「好き」と「得意」を判断する分析力

【山口】若い子に言うのは「まず間違っているから」と。「まず事前にはわからない」と言うんですが、わかないということが若いうちにはなかなかわからないんですね。

楠木建、山口周『「仕事ができる」とはどういうことか?』(宝島社新書)

でも実際には、事前にわからないというのはもちろん、事後にもわからないということが多いと思うんです。客観的に自分の状況を見て、明らかにこれよりこっちのほうが得意だよねということがわかるようになるためには、相当に自分を客体化して分析する醒めた視点がないと難しい。

柳井さんはそこがすごい方だと思うんですね。現在でもそこはすごいと思うんですよ、非常に自分を客体化できるというのは。

【楠木】そうですよね。

【山口】同じように「好き」と「得意」というのはまた別にあって、何が得意かというのはやっぱりやってみないとわからない。
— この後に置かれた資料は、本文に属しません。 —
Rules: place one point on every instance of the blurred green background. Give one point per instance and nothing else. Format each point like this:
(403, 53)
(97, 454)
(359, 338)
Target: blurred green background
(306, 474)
やってみたとしても、相当に自分の思い込みがあって、自分の目の前に起こっている現実というのを客観視してみたとき、自分の認識が実は間違っていて、苦手だと思っていたことのほうが得意だと判断するというのは、なかなかできることではありません。

「仕事ができる人」は自分をどう評価しているか

【楠木】だから結局、何かしら自分の外にある準拠点というものをどうしても必要とすると思うんです。為末さんの場合だと犬、柳井さんの場合だと売上げですよね。

仕事ができている状態をどうやって認識するのかというと、結局のところは市場の評価だったり顧客の評価だったり、要するに他者評価にしかならない。

仕事ができるかどうか、自己評価の必要は一切ない。こう考えたほうがシンプルですっきりしますね。自分に甘いのは人間の本性です。どうしても自己評価は甘くなる。だいたい過大評価になっていると思っておいたほうがいい。

自己を客観視するということは、顧客の立場で自分を見るということです。仕事ができる人は、常にこの視点が自分の思考や行動に組み込まれている。自分が何をやってもらったらうれしいのかを考えて、それを他者にしようとする。最悪なのは自己陶酔。自己客観視が完全に失われている状態ですね。

こうなるともう自分を見失っているとしか言いようがない。